Według ostatnich pomiarów, huragan Irma jest najsilniejszym w nowożytnej historii. Na razie napotkał na swojej drodze niewielkie wyspy karaibskie. Zniszczenia są tam ogromne - wynika z pierwszych relacji. Potwierdzono też siedem ofiar śmiertelnych.
Barbuda legła w gruzach - donoszą amerykańskie media. Wyspę zamieszkuje blisko dwa tysiące mieszkańców. Nie ma z nimi połączenia telefonicznego, wiadomo, że brakuje im wody pitnej. Premier Antigui i Barbudy Gaston Browne powiedział, że koszt odbudowy domów na Barbudzie wyniesie co najmniej 150 milionów dolarów.
Równie duże zniszczenia odnotowano na wyspie Saint-Martin, która jest zamorskim terytorium Francji i Holandii.

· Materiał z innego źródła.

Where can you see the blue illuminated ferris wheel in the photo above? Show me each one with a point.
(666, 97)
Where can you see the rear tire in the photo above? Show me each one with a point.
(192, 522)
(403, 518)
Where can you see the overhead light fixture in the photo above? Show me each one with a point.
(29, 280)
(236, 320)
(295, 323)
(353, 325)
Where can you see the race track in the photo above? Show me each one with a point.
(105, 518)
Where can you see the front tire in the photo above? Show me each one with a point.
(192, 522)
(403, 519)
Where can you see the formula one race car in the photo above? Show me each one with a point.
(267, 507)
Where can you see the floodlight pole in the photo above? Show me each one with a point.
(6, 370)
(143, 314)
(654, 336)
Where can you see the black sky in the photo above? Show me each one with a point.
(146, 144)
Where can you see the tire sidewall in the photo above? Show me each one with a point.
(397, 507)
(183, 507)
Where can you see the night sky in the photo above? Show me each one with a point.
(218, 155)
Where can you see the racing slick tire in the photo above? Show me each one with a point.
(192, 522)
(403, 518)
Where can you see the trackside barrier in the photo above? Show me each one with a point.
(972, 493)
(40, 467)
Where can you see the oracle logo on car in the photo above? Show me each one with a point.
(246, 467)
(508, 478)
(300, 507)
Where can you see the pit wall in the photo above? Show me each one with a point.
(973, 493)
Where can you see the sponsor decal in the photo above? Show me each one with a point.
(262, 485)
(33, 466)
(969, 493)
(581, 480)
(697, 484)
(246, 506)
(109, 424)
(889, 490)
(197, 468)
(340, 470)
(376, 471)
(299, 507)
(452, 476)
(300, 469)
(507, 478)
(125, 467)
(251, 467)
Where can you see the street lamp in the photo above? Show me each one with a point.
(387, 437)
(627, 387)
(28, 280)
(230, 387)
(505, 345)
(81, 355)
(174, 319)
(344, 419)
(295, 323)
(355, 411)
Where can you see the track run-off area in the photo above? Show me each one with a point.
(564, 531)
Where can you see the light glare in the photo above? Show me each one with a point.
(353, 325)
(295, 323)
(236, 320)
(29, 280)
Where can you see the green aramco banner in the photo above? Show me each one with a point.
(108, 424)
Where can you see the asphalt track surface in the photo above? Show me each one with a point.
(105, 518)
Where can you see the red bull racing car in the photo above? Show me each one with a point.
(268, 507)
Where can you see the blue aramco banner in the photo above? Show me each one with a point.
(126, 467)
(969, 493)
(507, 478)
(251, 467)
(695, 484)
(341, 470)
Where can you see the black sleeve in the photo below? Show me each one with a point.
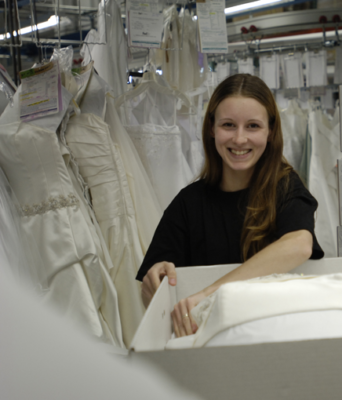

Prezydent Emmanuel Macron wysłał na Karaiby francuską minister do spraw terytoriów zamorskich Annick Girardin, która ma pomóc w szacowaniu strat i ustaleniu metod niesienia pomocy poszkodowanym. Rząd w Paryżu zapowiedział plan ratunkowy dla regionu dotkniętego żywiołem.
Huragan znajduje się teraz w okolicach Portoryko. Do Stanów Zjednoczonych ma dotrzeć w niedzielę. Nie wiadomo jeszcze, którędy będzie się przemieszczał. Według ostatnich szacunków, główne oko cyklonu przejdzie wschodnim wybrzeżem Florydy.
Stanowe władze ostrzegają, że Irma jest śmiertelnie niebezpieczna. Z okolic Miami ucieka 6 milionów ludzi. Na Florydzie jesteśmy świadkami największej masowej ewakuacji w historii Stanów Zjednoczonych.